Converting from Traditional to Simplified Chinese

Posted by janiner on 2009-06-25 11:16

I support a website written in Tcl which displays data in Traditional Chinese (big5). We then have a Java servlet, using the translation code from mandarintools.com, to translate the result of a page request into Simplified Chinese. The conversion as specified to the translation code is from UTF-8 to UTF-8S; Java is apparently correctly translating the data to UTF-8 as it comes in.

The Java translation code works but is slow, and since the website is written in Tcl someone on another list suggested I try using that. Unfortunately, Tcl doesn't support UTF-8S and I have been unable to figure out what translation to use in its place. I've tried gb2312, gb2312-raw,gb1988, euc-cn, cp936... all result in gibberish. My assumption is that Tcl is also translating to UTF-8 as it comes in, though I have tried converting from big5/cp950 first and it doesn't help.

My test code looks like this:

set page_body [ns_httpget http://www.mysite.com]
set translated_page_body [encoding convertto gb2312 $page_body]
ns_write $translated_page_body

I have also tried

set page_body [ns_httpget http://www.mysite.com]
set translated_page_body [encoding convertto gb2312 [encoding convertfrom big5 $page_body]]
ns_write $translated_page_body

But it didn't change anything.

Any pointers? I'm using Tcl 8.5.7.

jeffh
ActiveState Staff
Thu, 2009-06-25 13:22

I see that you are using AOLServer (or NaviServer) from the ns_write. It's not clear what you want to do that would require UTF-8S, which is not a standardized encoding.

I'm not completely familiar with AOLServer encoding handling, so this might best be asked on that mailing list.

Data in Tcl is generally utf-8, with the String Tcl_Obj type being UCS-2. As such it does not handle non-BMP characters, if that is what you are trying to deal with.

I suspect that you are double-converting regular utf-8 at some point, or even utf-8s. The key is what format of data ns_httpget and ns_write are expecting. Is it binary data, or ? In any case, you are not looking for simple transcoding, which is the 2nd example above. That is trivial in Tcl. You require a translation of Traditional to Simplified Chinese, and it is merely getting the encodings write in all the data passing. Is it possible to call translationtools.com directly from Tcl? That would eliminate one possible (hairy) level of errors.

janiner | Thu, 2009-06-25 13:59

I chose UTF-8S only because it is the encoding that worked with the Mandarin Tools encoder. From what I understand it was created by Oracle and isn't well supported in other places, but it was what worked at the time. I'm certainly not tied to it if something else will work better.

Actually I have discussed this on the AOLserver list and that's where the suggestion to use 'encoding convertto' came from. :) Sorry I forgot to mention AOLserver; that is the only environment in which I use Tcl and I tend to forget that what we do is not entirely standard.

I don't know if I'm trying to use non-BMP characters or not, sorry! This unicode/translation stuff is all fairly new to me. The most I've had to do in the past is deal with smart quotes issue.

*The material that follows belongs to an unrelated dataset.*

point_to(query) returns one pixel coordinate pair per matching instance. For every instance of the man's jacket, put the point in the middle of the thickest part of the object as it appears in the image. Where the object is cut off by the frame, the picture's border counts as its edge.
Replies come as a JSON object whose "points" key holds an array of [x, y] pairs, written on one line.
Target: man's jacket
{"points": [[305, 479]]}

The translation tool is written in Java so it can only be used as a servlet (what I'm doing now) or as a command line tool that I would have to exec out to. My hope was to get Tcl to do this for me as it seemed likely to be faster.

I will continue investigating but any suggestions would be welcome!

janiner | Sat, 2009-06-27 15:46

And the only response I've received so far says that using "encoding convertto" won't do what I want it to do anyway. Which is frustrating, considering that's where I was advised to do this in the first place (albeit by a different person).

So which is it - would this work, if I got the encodings right, or is it a dead end?

jeffh
ActiveState Staff
Mon, 2009-06-29 08:42

The person on the AOLServer list was correct, but you don't seem to be aware of the technical issues involved. To convert from traditional to simplified is NOT simply a matter of encoding, it is a (simplified) case of language translation. There are different unicode character points for the same word in each form. You can easily create a string map for this translation. See also the simple docs in working code for perl at:

http://search.cpan.org/~divec/Lingua-ZH-HanConvert-0.12/HanConvert.pm

janiner | Tue, 2009-06-30 10:45

I was actually aware that it's a translation, but several people had suggested that changing the encoding would do this for me. I guess not (which was my assumption in the first place, but they had me second-guessing myself). I'll check out the link, thanks.